And maybe he does feel like a loser in that he is depressed, still lives with his parents and is not getting his act together.

Having a relationship that is growing too slow probably also makes him feel like he's not growing.

 

I think unless you're willing to move to Canada soon, there is little chance to solve this issue.

  • Author
Posted

I told him that I would apply for visa and move to Canada ( not only for him but because I fell in love with the country too and could imagine myself living there easily ) and also applied to universities near him. He told me not to move though because we couldn't be living together as he has no money and so much debt.

Posted
I told him that I would apply for visa and move to Canada ( not only for him but because I fell in love with the country too and could imagine myself living there easily ) and also applied to universities near him. He told me not to move though because we couldn't be living together as he has no money and so much debt.

 

Well it sounds like he just needs to work on getting himself out of his debt and depression.

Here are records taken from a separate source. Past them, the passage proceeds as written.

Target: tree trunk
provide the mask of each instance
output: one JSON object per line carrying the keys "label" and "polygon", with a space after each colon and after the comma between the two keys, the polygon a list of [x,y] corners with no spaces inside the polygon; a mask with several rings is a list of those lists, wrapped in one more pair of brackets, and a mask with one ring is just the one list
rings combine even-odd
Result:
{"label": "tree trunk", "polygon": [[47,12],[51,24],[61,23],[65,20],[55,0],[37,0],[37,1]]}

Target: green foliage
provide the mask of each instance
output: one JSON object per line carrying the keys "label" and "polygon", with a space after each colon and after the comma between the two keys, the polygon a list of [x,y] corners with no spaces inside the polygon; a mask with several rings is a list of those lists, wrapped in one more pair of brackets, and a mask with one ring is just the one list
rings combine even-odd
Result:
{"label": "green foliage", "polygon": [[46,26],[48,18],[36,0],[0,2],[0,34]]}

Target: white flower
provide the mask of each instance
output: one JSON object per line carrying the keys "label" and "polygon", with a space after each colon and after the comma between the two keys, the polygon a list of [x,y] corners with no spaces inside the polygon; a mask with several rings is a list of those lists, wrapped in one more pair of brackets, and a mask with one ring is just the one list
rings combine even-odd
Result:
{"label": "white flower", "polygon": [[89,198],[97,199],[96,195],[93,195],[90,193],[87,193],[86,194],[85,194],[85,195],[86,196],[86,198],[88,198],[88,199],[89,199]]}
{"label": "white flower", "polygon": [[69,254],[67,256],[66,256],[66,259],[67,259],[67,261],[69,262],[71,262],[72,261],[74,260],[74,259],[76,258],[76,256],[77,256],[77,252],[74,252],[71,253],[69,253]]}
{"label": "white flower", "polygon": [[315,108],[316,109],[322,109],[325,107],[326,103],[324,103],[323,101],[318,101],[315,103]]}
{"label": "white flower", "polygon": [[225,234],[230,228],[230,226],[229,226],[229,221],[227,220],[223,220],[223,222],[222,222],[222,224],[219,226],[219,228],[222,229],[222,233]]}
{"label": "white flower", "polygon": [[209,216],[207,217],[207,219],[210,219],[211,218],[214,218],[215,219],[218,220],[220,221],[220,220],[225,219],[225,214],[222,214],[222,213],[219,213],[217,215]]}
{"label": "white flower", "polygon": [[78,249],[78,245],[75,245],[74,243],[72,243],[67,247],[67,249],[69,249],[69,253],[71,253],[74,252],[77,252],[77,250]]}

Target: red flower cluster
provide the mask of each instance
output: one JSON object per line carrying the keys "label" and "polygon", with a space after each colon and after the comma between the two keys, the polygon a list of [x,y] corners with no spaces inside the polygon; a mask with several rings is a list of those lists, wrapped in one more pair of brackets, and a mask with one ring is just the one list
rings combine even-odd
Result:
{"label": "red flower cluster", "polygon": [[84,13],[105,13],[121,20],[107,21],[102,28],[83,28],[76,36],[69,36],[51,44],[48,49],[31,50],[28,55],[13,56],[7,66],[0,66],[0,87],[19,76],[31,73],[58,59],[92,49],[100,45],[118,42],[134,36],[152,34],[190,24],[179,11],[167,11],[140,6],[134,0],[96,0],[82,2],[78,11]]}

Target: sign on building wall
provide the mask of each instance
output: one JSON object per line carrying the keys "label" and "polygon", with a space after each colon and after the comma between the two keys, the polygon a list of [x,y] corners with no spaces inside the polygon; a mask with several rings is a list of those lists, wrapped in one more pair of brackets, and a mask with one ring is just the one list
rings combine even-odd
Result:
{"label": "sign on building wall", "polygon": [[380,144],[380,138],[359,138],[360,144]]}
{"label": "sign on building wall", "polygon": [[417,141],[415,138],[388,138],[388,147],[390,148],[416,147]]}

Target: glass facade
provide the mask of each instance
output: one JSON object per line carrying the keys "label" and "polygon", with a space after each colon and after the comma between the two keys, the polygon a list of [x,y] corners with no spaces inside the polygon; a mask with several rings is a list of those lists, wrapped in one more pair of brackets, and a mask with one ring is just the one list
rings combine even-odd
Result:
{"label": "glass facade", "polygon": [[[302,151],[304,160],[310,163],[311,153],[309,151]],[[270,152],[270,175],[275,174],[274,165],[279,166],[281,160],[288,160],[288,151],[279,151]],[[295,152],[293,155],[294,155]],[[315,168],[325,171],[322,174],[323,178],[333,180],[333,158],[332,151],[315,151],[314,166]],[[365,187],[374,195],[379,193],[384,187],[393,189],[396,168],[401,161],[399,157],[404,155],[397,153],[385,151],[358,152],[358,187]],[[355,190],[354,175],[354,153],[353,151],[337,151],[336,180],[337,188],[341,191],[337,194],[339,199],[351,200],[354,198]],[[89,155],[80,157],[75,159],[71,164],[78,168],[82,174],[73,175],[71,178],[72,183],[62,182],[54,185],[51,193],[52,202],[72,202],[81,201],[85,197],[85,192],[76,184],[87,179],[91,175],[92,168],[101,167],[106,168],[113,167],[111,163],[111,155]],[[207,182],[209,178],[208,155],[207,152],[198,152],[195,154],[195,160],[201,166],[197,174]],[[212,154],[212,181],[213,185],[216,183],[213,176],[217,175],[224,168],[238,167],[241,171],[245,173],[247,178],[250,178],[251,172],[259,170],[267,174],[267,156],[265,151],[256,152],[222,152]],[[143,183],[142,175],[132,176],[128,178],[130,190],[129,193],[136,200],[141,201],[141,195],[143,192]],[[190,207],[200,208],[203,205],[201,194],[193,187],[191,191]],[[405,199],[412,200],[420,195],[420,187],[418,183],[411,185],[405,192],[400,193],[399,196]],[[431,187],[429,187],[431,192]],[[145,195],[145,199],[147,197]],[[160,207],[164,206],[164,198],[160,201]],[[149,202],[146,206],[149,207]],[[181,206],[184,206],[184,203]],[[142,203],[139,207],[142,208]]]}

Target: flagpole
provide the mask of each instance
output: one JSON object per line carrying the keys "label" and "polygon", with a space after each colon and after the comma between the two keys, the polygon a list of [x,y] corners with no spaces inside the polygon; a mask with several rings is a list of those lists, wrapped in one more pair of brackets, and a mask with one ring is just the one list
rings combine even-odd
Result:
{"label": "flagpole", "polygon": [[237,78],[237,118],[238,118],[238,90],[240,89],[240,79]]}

He's probably ashmed of himself and in front of you.

 

Give him some time, let him know you still love him and maybe he just needs some time to work it out.

 

Don't beg, or plead and keep contact to a minimum.

 

he may come around

Posted

Speaking from some experience (having dated a guy in a similar predicament in the same city tho) I know that its not just the distance..if u were in Canada there would be no difference in his mind set. He would still leave u because he feels like u do more then he does for u. If he cared enough he would do more, you can always do more, he just is wanting to be free from another pressing commitment in his life, especially when it seems he cant get his **** together. Point is...he doesnt care about the relationship enough to fight for you, enough to never hurt you like this. Especially because he says hes coming back..you will never recover or have a normal relationship WITH HIM after this incident. You will always think he may just pack it up and leave again, or just completely drop the relationship YOU have built with him because your not fitting into his lifestyle right now.

 

It is confusing for a guy to say he loves you, and that you are the best thing in their life and then they say they need space from u. Just doesnt sound logical. If he is 29, he is already set in his ways, he is not going to change until he is ready or maybe he wont change at all.

 

Having told u that "he may come back" shows that he doesnt care if he has to hurt you while hes going through his little "rough patch"...Dont wait for him. Start the process of moving on. You will know when you find love when you get reciprocation for all that you do for eachother. When you fight to stay together and help eachother through problems instead of running away from them. hes a running away kind of guy, and he will come back when hes lonely, and then run away again.